McNemar test and all the variations, is mid-p indeed the best?

After a long search I think I finally got this right, but would like to know for sure. I've been trying to sort out all the variations on the McNemar test. What I've found so far:

McNemar test as proposed by McNemar himself in 1947 uses a chi-square distribution. As such a continuity correction could sometimes be used (either the standard Yates (1934), or Edwards (1948)).
If the number of cells in the diagonal is low (usually below 25) the McNemar test becomes unreliable and an exact test would be preferred. This can either be done using the binomial test, or an F-test.
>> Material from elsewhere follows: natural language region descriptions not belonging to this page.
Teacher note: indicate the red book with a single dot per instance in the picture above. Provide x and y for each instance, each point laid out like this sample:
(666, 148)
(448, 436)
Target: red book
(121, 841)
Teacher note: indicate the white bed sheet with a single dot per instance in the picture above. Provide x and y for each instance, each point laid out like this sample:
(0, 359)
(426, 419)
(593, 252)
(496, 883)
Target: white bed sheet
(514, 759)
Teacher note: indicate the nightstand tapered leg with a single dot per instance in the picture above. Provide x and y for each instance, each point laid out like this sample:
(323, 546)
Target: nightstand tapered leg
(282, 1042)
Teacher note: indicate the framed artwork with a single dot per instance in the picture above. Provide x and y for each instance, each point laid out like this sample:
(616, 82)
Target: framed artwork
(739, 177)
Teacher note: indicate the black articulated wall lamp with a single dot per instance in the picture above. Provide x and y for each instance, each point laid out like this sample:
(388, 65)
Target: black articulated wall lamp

The exact test using the F-distribution is known as Liddell's exact test (1983).
Finally Fagerland, Lydersen & Laake (2013) showed that the best approach might be a mid-p value.
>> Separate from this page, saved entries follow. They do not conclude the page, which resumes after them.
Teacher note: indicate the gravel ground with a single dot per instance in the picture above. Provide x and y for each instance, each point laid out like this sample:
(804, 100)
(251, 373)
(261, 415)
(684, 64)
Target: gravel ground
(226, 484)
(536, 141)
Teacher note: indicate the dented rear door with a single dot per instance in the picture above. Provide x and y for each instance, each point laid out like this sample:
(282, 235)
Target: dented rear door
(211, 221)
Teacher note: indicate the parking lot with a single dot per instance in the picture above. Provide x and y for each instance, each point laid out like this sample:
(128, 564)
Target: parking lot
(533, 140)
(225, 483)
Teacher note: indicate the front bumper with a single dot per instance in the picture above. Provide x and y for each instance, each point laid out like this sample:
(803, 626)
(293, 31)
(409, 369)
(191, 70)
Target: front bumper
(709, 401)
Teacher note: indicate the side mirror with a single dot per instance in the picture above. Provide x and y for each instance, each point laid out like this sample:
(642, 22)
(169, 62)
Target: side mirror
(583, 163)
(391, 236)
So in conclusion: forget about all the McNemar test and all it's variation, and simply use the mid-p value.

Is my final conclusion correct?

Below are the formula's for each of them.
Given a 2x2 cross table with cells:
a b
c d

Chi-square value of (b - c)^2 / (b + c) and df = 1.
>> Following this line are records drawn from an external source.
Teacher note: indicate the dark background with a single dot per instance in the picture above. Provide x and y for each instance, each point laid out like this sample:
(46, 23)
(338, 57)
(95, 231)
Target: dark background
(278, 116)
McNemar with Yates correction:
Chi-square value of (|b - c| - 0.5)^2 / (b + c) and df = 1.

McNemar with Edwards correction:
Chi-square value of (|b - c| - 1)^2 / (b + c) and df = 1.

Binomial exact test:
number of trials is min(b, c), trials = b + c, prob. = 0.5

Liddell's exact test:
F = b/(c + 1), df1 = 2(c + 1), df2 = 2b.

mid-p value:
Exact p-value - combin(b+c, c)*0.5^b*0.5^(n-b)

Most of the above formula's except the Yates corrected and Liddell's exact test can be found on the wikipedia entry:'s_test


Less is more. Stay pure. Stay poor.
I don't think I have ever delve this deep into the concept, but typically exact tests are always preferred. Continuity corrects can be applied at times when null values exist, since some calculations do not work with zeros. I had not heard of mid-p-value (at least I don't recall). Sorry for not providing too much help.

Though, once I got proficient at multiple logistic regression I stopped using these tests, since its approach has many options and can be very flexible (while controlling for greater than one covariate).